Le gypaète Guillaume avec sa balise GPS sur le dos. / © Célestin Luisier

GPS coupé

Équipée d’un émetteur GPS, Guillaume est suivie en direct. Elle retourne sur le territoire qu’elle occupe depuis 2003 autour de Derborence (VS) dans les Alpes bernoises, tout en se déplaçant jusqu’à la vallée du Rhône. Mais en janvier 2025, la femelle, qui a élevé sept oisillons depuis 2007 en trio avec Pablo (mâle) et Gildo (femelle) - un cas de figure pas rare chez les gypaètes - perd son émetteur.

“J’ai dû aller chercher le GPS qui était tout au fond de la vallée, raconte Célestin Luisier, le correspondant régional en Valais de la fondation Pro Gypaète. Après, on a essayé de la retrouver avec les photos que les gens nous envoient. Mais on a pas réussi à remettre la main dessus malgré le scan de centaines de photos de gypaètes adultes faites dans régions. Mais une observation visuelle de trois individus ensemble qui a été faite à Derborence pourrait très bien correspondre au trio au complet”, poursuit Célestin Luisier.

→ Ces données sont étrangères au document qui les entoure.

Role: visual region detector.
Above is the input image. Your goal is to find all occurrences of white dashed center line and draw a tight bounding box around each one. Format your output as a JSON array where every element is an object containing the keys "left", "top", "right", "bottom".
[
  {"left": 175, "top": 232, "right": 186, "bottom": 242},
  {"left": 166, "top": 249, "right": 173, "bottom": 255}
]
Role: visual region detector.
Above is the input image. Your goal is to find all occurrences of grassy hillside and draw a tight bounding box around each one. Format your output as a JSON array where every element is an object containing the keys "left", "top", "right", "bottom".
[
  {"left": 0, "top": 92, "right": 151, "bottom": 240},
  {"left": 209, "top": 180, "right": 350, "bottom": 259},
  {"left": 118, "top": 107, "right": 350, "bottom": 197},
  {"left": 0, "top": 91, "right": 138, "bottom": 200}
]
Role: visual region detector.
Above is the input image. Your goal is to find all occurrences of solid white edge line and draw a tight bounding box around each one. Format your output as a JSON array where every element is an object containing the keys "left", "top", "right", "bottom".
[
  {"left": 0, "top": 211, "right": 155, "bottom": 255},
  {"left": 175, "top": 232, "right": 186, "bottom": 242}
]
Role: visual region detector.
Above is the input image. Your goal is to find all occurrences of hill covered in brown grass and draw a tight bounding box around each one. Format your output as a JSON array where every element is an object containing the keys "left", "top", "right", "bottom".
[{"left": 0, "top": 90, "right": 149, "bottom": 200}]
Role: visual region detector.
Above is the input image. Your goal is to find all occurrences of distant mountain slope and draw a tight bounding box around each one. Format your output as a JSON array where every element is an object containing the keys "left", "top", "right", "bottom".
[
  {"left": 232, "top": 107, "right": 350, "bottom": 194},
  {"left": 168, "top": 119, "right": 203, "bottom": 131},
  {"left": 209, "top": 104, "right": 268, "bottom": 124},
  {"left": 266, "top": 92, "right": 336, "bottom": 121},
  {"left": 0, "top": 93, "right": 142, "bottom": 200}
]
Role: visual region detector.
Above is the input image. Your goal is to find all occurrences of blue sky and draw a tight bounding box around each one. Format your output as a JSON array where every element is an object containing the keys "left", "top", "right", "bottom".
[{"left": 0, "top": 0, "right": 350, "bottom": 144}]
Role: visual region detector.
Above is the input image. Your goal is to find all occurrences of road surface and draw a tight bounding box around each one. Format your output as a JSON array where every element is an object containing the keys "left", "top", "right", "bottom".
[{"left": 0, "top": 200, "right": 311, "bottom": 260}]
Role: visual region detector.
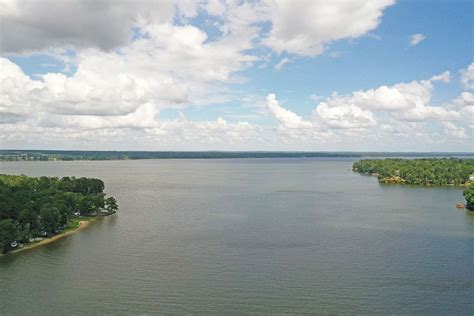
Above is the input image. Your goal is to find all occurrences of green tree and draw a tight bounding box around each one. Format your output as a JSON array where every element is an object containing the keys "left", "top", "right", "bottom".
[
  {"left": 40, "top": 207, "right": 61, "bottom": 234},
  {"left": 0, "top": 219, "right": 18, "bottom": 253},
  {"left": 105, "top": 196, "right": 118, "bottom": 213},
  {"left": 463, "top": 183, "right": 474, "bottom": 211}
]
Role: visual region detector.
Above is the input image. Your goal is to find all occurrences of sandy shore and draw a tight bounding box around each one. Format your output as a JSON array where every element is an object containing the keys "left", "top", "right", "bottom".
[{"left": 0, "top": 220, "right": 92, "bottom": 256}]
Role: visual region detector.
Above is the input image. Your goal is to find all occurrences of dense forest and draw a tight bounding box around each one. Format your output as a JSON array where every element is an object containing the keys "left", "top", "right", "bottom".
[
  {"left": 0, "top": 175, "right": 118, "bottom": 253},
  {"left": 0, "top": 149, "right": 474, "bottom": 161},
  {"left": 352, "top": 158, "right": 474, "bottom": 210},
  {"left": 464, "top": 183, "right": 474, "bottom": 211},
  {"left": 352, "top": 158, "right": 474, "bottom": 185}
]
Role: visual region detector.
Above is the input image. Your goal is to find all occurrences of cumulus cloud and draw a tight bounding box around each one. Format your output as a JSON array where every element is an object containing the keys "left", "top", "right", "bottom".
[
  {"left": 275, "top": 57, "right": 290, "bottom": 70},
  {"left": 314, "top": 72, "right": 459, "bottom": 123},
  {"left": 0, "top": 0, "right": 474, "bottom": 150},
  {"left": 313, "top": 102, "right": 377, "bottom": 128},
  {"left": 410, "top": 33, "right": 426, "bottom": 46},
  {"left": 460, "top": 63, "right": 474, "bottom": 90},
  {"left": 266, "top": 93, "right": 311, "bottom": 128},
  {"left": 264, "top": 0, "right": 394, "bottom": 56}
]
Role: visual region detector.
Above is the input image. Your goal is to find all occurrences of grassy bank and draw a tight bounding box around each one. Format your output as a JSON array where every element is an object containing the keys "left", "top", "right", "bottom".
[{"left": 0, "top": 216, "right": 103, "bottom": 256}]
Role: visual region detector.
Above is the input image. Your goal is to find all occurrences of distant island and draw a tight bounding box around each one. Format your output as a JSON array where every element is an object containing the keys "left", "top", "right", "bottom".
[
  {"left": 352, "top": 158, "right": 474, "bottom": 210},
  {"left": 0, "top": 175, "right": 118, "bottom": 253},
  {"left": 0, "top": 149, "right": 474, "bottom": 161}
]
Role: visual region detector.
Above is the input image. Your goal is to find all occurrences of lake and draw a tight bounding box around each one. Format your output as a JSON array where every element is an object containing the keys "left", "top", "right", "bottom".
[{"left": 0, "top": 158, "right": 474, "bottom": 314}]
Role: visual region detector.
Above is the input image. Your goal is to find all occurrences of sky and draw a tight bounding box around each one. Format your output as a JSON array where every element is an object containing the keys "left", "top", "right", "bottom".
[{"left": 0, "top": 0, "right": 474, "bottom": 152}]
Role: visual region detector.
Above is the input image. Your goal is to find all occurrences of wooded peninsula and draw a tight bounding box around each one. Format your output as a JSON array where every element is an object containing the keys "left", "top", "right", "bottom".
[
  {"left": 0, "top": 175, "right": 118, "bottom": 253},
  {"left": 352, "top": 158, "right": 474, "bottom": 210}
]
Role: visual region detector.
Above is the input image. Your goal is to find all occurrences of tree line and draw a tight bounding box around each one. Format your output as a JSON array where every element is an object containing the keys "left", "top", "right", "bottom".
[
  {"left": 0, "top": 175, "right": 118, "bottom": 252},
  {"left": 352, "top": 158, "right": 474, "bottom": 210}
]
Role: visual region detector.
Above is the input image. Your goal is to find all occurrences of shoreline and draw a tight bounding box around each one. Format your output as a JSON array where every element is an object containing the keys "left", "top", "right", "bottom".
[{"left": 0, "top": 219, "right": 95, "bottom": 257}]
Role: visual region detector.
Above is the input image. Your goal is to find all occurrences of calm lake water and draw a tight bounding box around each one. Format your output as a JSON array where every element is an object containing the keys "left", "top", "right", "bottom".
[{"left": 0, "top": 159, "right": 474, "bottom": 314}]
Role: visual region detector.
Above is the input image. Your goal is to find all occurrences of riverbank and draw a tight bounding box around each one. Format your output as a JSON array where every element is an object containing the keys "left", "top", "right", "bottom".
[{"left": 0, "top": 217, "right": 101, "bottom": 257}]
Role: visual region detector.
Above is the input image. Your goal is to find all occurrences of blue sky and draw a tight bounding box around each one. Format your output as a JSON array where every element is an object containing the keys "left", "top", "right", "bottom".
[{"left": 0, "top": 0, "right": 474, "bottom": 151}]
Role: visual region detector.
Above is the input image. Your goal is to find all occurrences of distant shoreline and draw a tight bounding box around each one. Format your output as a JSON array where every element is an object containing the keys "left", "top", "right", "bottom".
[
  {"left": 0, "top": 219, "right": 95, "bottom": 257},
  {"left": 0, "top": 149, "right": 474, "bottom": 161}
]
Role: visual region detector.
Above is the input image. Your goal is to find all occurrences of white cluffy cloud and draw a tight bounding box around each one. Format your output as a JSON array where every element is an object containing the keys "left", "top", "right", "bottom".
[
  {"left": 267, "top": 72, "right": 468, "bottom": 138},
  {"left": 461, "top": 63, "right": 474, "bottom": 90},
  {"left": 264, "top": 0, "right": 394, "bottom": 56},
  {"left": 266, "top": 93, "right": 311, "bottom": 128},
  {"left": 275, "top": 57, "right": 290, "bottom": 70},
  {"left": 410, "top": 33, "right": 426, "bottom": 46}
]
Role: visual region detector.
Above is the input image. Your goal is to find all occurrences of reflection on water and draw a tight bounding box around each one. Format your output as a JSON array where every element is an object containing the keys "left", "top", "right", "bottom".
[{"left": 0, "top": 159, "right": 474, "bottom": 314}]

La difficulté est que la route qui mène au site d’observation privilégié du territoire de Guillaume est fermée jusqu’au mois de juin à cause de la neige. Pendant tout le printemps, il était donc difficile de prendre de ses nouvelles. “Mais, on est sûr qu’elle était toujours vivante après avoir perdu le GPS. C’est aussi un gypaète très discret qui, contrairement à d’autres, ne s’approche pas des gens pour dire “bonjour”, juge Célestin Luisier.

Il y a encore tout l’été pour prendre de ses nouvelles. “Si on a peu de temps, on ira faire un tour sur son territoire pour repérer le trio de visu. Mais Guillaume bouge beaucoup, donc il faut prendre au moins 2-3 jours pour mener de vraies recherches”, sourit le correspondant local de Pro Gypaète. En Valais, ce naturaliste passionné scrute le comportement de 12 couples nicheurs. Il n’y a donc pas que Guillaume dans la vie !

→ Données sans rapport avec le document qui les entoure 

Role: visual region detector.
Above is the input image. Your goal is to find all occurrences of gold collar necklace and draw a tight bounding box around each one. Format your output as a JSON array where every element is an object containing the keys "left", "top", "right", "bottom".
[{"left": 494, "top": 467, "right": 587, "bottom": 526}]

Trois questions à… Célestin Luisier, correspondant en Valais pour la fondation Pro Gypaète

Selon une étude de votre fondation, la population de gypaètes pourrait doubler d’ici 10 dans les Alpes. Peut-on dire que le rapace réintroduit se porte très bien ?

On a une dynamique très bonne en Suisse romande où on gagne un couple nicheur par an. Cependant, on est encore loin d’une population normale. On s'inquiète car on remarque de plus en plus de disparitions inexpliquées d’adultes. Un gypaète adulte à 96% de chance de survie d’une année à l'autre. Donc normalement, un gypaète vit environ 25 ans. Là, on a un chiffre de mortalité plus élevé sur les 2-3 dernières années.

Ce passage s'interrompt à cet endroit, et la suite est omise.